PerspectiveBy Rob Roper
A goal of Green Mountain Care — the primary goal according to Gov. Peter Shumlin — is to control the total amount of money that Vermonters pay for health care. Back in November, an independent report by Avalere Health concluded that the official estimate of $1.6 billion in new taxes necessary to replace premiums and pay for a single payer healthcare system was too low. The real number is more likely to be in the $1.9 billion to $2.2 billion range.
This is significant because, if the Avalere numbers are correct, adopting Green Mountain Care will not save Vermonters anything. The single payer system would end up costing us even more than the current system, as messed up as the current system is. There’s not a lot of room for error.
However, nobody is discussing a line item that could blow the doors off the total cost of healthcare in Vermont under Green Mountain Care. This is the cost of the supplemental insurance policies that will be necessary to “wrap around” the benefits offered under the single payer system.
Whenever supporters of single payer are challenged about the workability of a such a system, they invariably point to Medicare. Single payer healthcare is really just “Medicare for All.” But in reality, most Medicare recipients require some form of supplemental insurance coverage. According to a Kaiser Family Health report released in April 2013, 88 percent of Medicare recipients had some form of supplemental insurance, either a privately purchased MediGap plan, an employer-based retiree plan, or through Medicaid. The average cost of a MediGap plan in 2010 was $183 per month ($2,196 per year).
To put this in perspective, if Green Mountain Care is truly an “everybody in” policy (excepting 107,000 Vermonters over 65 covered by Medicare), and we apply the Kaiser statistics for supplemental coverage, we’re looking at as much as a billion dollars in additional healthcare expense coming out of Vermonters’ pockets under Green Mountain Care. Even taking into account a younger, healthier demographic needing or desiring less supplemental coverage, we still have to anticipate expenses in the tens to hundreds of millions of dollars. So far, this very large tab appears to be off everyone’s radar.
Who will be expected to pay? Individuals? Businesses? Taxpayers?
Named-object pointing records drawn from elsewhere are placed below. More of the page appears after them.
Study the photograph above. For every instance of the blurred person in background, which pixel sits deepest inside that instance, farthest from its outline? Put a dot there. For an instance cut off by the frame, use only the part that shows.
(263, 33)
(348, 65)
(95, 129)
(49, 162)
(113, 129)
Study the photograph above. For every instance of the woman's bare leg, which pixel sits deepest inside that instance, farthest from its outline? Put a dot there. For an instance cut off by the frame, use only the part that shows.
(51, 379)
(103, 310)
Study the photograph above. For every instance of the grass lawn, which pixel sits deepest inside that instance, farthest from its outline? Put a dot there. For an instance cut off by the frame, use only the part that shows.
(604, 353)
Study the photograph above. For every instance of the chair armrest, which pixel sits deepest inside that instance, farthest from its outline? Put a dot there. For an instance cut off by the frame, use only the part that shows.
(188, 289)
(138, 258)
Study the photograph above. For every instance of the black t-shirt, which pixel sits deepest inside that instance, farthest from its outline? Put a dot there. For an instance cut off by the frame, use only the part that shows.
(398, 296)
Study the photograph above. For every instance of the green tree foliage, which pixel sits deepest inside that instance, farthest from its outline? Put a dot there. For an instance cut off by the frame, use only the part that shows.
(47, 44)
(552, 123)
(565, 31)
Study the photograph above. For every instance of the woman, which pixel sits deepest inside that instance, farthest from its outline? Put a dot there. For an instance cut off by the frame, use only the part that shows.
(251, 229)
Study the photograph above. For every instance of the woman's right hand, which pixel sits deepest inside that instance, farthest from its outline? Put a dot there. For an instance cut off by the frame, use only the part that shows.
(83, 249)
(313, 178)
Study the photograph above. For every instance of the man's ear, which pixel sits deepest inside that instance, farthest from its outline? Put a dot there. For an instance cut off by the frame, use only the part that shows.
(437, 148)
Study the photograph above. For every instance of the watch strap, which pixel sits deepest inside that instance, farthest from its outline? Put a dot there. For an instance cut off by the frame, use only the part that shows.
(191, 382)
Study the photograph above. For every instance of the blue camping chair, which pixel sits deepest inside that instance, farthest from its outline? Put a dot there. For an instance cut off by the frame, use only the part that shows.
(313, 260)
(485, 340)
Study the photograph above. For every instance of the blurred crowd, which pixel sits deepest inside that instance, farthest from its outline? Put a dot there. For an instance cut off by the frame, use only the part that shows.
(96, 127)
Under the Medicare single payer example, 14 percent of users receive supplements through Medicaid and 14 percent through Medicare Advantage. But, under Green Mountain Care, Medicaid will be part of the single payer system, not a supplement to it, and there can be no Medicare Advantage-like program in a system with no private insurance market.
Currently, 25 percent receive supplements through an employee retirement arrangement, but Green Mountain Care beneficiaries are not retired. So, despite the goal of severing the relationship between employment and healthcare, you can expect to see serious pressure on Vermont businesses to supply “wrap around” policies for their employees, particularly if those employees are experiencing a decrease in quality of coverage under Green Mountain Care. Unionized teachers come to mind here.
It’s impossible to know exactly what kind of supplemental policies Vermonters will need under Green Mountain Care or what they will ultimately cost because we don’t know exactly what Green Mountain Care will cover. This is a problem. Will dental and vision care be part of the package? Mental health? Long-term care? Travel outside of Vermont? We need answers to these questions, and the sooner we get them the better.
But there are some things we do know….
Dr. William Hsiao’s 2011 report to the Legislature specifically mentioned the need for “wrap around” policies. Gov. Shumlin and Anya Rader Wallack (then chair of the Green Mountain Care Board) stated categorically that supplemental insurance policies would be allowed under Vermont’s single payer system, so these policies are expected to be a part of the landscape. We also know that Dr. Hsiao warned that a comprehensive benefits package would be unaffordable for the state, hence his recommendation for a “basic” benefits package.
One thing 2013 taught us is that we can’t afford to be surprised by known but unsung aspects of grand healthcare reform plans — like learning too late that we can’t, in fact, keep our plans if we like them, or that our new “affordable” policy will cost us more than the old unaffordable one.
Individuals, employers and taxpayers have a right to know if, in addition to the billions of dollars in new taxes Green Mountain Care will cost us, we will also need to plan for spending even more for supplemental health insurance policies. The only way to find out is to ask hard questions and demand clear answers.
How’s that for a New Year’s resolution?
Rob Roper is president of the Ethan Allen Institute, online at www.ethanallen.org.